The Social Science Genetic Association Consortium has been at the forefront of scientific applications of polygenic scores, almost entirely in a positive way. Only a few of them (and I sometimes use ssgac to refer to social scientists using genomics, rather than people I know to be official members of the organization) have turned up on the boards of the new companies. I wrote a few weeks ago about how social science genomics was getting squeezed by the increasingly tiny effect sizes for human behavioral heritabilities and effect sizes. This spring I wrote a post about it. As scientists have gotten better and better at controlling for non-genetic confounds of polygenic scores, the effect sizes for predicting behavioral phenotypes have been going down instead of up. In the paper I discussed in that post, they finally reached zero. As a practical matter, I have tried to use polygenic scores in my applied research, and been frustrated by the fact that they don’t predict anything well enough to be useful. A lot of the time they point in the wrong direction. I have referred to it as an “effect size crisis.”

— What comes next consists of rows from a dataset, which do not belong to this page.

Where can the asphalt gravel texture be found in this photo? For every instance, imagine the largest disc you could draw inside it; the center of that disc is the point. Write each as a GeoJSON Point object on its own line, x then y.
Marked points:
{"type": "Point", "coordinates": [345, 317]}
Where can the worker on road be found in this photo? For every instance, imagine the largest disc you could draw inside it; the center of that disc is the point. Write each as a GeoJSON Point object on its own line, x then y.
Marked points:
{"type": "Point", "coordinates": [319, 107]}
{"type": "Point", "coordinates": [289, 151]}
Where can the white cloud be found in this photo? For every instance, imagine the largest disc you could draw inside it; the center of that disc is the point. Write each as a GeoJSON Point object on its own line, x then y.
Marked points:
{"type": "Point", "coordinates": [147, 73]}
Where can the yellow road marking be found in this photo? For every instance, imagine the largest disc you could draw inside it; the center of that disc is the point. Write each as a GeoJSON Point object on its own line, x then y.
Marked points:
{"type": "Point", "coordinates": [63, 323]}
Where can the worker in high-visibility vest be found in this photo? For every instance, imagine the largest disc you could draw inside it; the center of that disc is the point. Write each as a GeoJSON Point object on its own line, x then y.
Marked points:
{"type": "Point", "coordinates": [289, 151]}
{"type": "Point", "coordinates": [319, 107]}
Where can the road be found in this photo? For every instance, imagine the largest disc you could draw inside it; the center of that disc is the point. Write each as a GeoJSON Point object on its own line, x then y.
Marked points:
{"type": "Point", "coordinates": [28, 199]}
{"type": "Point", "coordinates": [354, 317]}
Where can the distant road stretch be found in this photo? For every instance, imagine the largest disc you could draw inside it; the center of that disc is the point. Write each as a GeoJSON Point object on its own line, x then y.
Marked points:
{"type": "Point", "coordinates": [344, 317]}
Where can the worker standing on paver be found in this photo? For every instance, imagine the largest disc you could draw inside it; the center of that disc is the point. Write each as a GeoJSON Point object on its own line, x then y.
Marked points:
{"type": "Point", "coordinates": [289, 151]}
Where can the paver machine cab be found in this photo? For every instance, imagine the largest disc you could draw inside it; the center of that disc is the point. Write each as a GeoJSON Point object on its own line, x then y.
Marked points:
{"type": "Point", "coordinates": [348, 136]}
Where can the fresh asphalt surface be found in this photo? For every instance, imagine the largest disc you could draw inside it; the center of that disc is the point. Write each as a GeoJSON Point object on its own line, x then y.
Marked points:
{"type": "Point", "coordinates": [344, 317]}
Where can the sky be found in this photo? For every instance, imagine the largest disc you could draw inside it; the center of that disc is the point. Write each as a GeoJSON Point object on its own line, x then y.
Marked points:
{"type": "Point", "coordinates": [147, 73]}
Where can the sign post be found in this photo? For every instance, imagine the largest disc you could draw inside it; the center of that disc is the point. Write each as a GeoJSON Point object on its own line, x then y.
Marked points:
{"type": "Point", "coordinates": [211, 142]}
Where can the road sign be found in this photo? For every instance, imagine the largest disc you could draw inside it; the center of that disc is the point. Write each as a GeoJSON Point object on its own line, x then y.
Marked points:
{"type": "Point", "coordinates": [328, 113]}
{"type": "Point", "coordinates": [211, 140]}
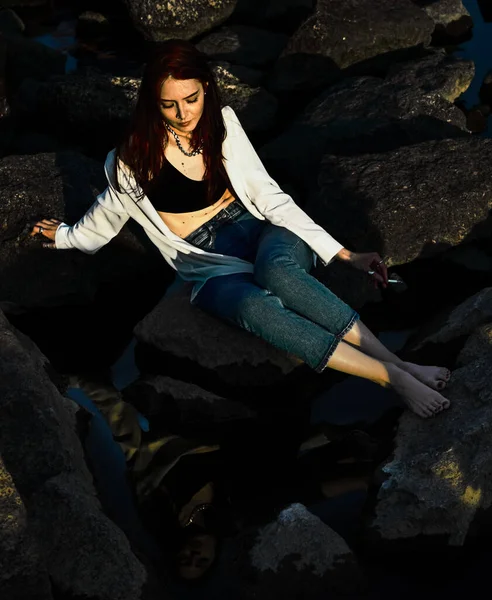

Now ssgac is getting squeezed from the opposite direction. ssgac researchers wrote dozens of well-intended FAQs attached to the big behavioral GWAS, assuring the readers and the participants that the science wasn’t appropriate for applied commerical use, and wasn’t intended to do that. Now we have all these companies springing up doing exactly that, some of them led by people who were authors of those FAQs. The response from the ssgac establishment has been deafening silence. I don’t like it when people call me out to comment on something that they think will be a gotcha for me, so I won’t name names, but I really do think we need to hear from the responsible scientists who have been defending the use of genomics in social science, and polygenic scores in particular. There was certainly plenty of noise when the educational attainment PGS accounted for 15% of the variance in EA3, with dotted lines pointing forever upward, so where are we now? Is genomics a weak but occasionally useful scientific tool for understanding social and behavioral phenomena, or is it a “game-changer” that is about to revolutionize social science? (Plomin and Murray). Are there legitimate uses for it in the clinic, beyond identifying major genetic disorders?
The FAQ has gotten a lot more complicated.



As soon as scientists get involved in business like this, their science and books are little more than infomercials. Plomin and Young are now corporate entities. They have no business continuing to pose as unbiased scientists. It would be unethical even if what they were doing wasn’t unethical, and it very much is.
What is the difference between two parents who have an unusually high chance of producing a baby with a fatal genetic disorder foregoing having children all together and those same parents using embryo screening to forego having babies who definitely have that disorder in order to have babies that don't have it?